- Born: July 6, 1929
- Died: September 21, 2015 (aged 86)
- Occupation: Statistician
- Spouse: Earl S. Pollack

= Mary Grace Kovar =

American biostatistician (1929–2015)

Mary Grace Kovar (July 6, 1929 – September 21, 2015) was an American statistician.

Kovar worked as chief of the Analytical Coordination Branch of the Division of Analysis at the National Center for Health Statistics.

For many years she was the coordinator of Health, United States, a series of books reporting the health statistics of Americans.
By 1996, she had retired from the NCHS, and had become a senior research scientist at NORC at the University of Chicago.
She was a vice president at NORC by 2000.

She married Earl S. Pollack, a biostatistician at the National Institutes of Health. Pollack died in 2012.

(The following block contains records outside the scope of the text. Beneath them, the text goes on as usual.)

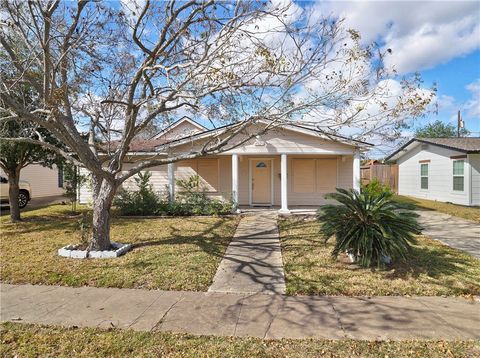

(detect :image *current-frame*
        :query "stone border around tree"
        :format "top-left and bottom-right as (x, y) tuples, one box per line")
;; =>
(58, 242), (132, 259)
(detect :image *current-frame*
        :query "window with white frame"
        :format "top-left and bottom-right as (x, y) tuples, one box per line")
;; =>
(452, 160), (464, 191)
(420, 163), (428, 189)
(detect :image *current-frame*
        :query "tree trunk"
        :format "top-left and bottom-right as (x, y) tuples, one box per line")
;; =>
(89, 175), (117, 251)
(7, 168), (21, 222)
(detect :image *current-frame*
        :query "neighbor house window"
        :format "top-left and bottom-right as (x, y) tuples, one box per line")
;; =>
(452, 160), (464, 191)
(420, 163), (428, 189)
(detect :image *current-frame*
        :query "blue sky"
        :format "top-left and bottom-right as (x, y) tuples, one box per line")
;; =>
(311, 0), (480, 157)
(420, 50), (480, 136)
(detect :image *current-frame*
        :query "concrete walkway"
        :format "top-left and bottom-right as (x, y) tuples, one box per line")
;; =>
(416, 210), (480, 259)
(1, 283), (479, 340)
(208, 212), (286, 294)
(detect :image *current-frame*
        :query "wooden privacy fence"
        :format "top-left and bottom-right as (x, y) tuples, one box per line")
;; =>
(361, 164), (399, 193)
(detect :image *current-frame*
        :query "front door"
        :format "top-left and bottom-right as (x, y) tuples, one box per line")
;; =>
(251, 159), (272, 205)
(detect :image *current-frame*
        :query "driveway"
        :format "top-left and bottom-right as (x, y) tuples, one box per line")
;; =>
(0, 195), (66, 216)
(416, 210), (480, 259)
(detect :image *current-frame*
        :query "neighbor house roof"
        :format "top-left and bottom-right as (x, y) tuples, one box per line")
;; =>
(385, 137), (480, 162)
(151, 116), (207, 140)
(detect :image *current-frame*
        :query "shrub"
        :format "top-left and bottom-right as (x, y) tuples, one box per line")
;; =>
(114, 172), (161, 216)
(361, 178), (394, 198)
(114, 173), (233, 216)
(175, 175), (234, 215)
(317, 188), (419, 268)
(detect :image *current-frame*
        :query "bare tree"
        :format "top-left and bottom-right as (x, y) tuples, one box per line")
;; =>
(0, 0), (434, 250)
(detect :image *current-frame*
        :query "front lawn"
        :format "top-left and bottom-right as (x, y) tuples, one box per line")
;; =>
(0, 205), (239, 291)
(278, 217), (480, 296)
(2, 323), (478, 358)
(394, 195), (480, 223)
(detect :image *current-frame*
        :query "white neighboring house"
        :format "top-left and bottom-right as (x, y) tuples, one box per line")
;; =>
(0, 164), (65, 199)
(386, 137), (480, 206)
(79, 117), (372, 212)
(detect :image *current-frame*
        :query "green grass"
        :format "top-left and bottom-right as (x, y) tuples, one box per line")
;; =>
(1, 323), (478, 358)
(394, 195), (480, 223)
(278, 217), (480, 296)
(0, 204), (239, 291)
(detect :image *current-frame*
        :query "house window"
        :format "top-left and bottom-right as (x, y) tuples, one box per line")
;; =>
(452, 160), (464, 191)
(420, 163), (428, 190)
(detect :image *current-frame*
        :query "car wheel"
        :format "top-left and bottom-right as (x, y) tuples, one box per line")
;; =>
(18, 191), (29, 209)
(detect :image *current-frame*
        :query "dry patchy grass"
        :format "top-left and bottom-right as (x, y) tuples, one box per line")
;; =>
(1, 323), (478, 358)
(0, 205), (239, 291)
(278, 217), (480, 296)
(394, 195), (480, 223)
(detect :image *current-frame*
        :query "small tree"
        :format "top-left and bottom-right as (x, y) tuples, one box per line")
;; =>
(0, 120), (58, 221)
(415, 120), (470, 138)
(63, 163), (87, 214)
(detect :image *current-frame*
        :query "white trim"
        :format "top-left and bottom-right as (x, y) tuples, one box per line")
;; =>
(452, 159), (465, 192)
(232, 154), (239, 210)
(420, 163), (429, 191)
(467, 154), (473, 205)
(279, 153), (290, 214)
(152, 116), (207, 139)
(223, 149), (357, 155)
(248, 158), (274, 206)
(353, 149), (361, 192)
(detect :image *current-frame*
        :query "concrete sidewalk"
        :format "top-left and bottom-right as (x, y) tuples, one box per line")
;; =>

The topics of some of Kovar's best-cited publications include trends in blood lead levels,
infant nutrition and its effects on health,
patterns of sensitivity to allergens,,
longitudinal studies of aging,
and a comparison of the results of in-person interviews versus telephone surveys.

Kovar was elected as a Fellow of the American Statistical Association in 1979, seven years after Pollack. She became a fellow of the American Association for the Advancement of Science in 1990.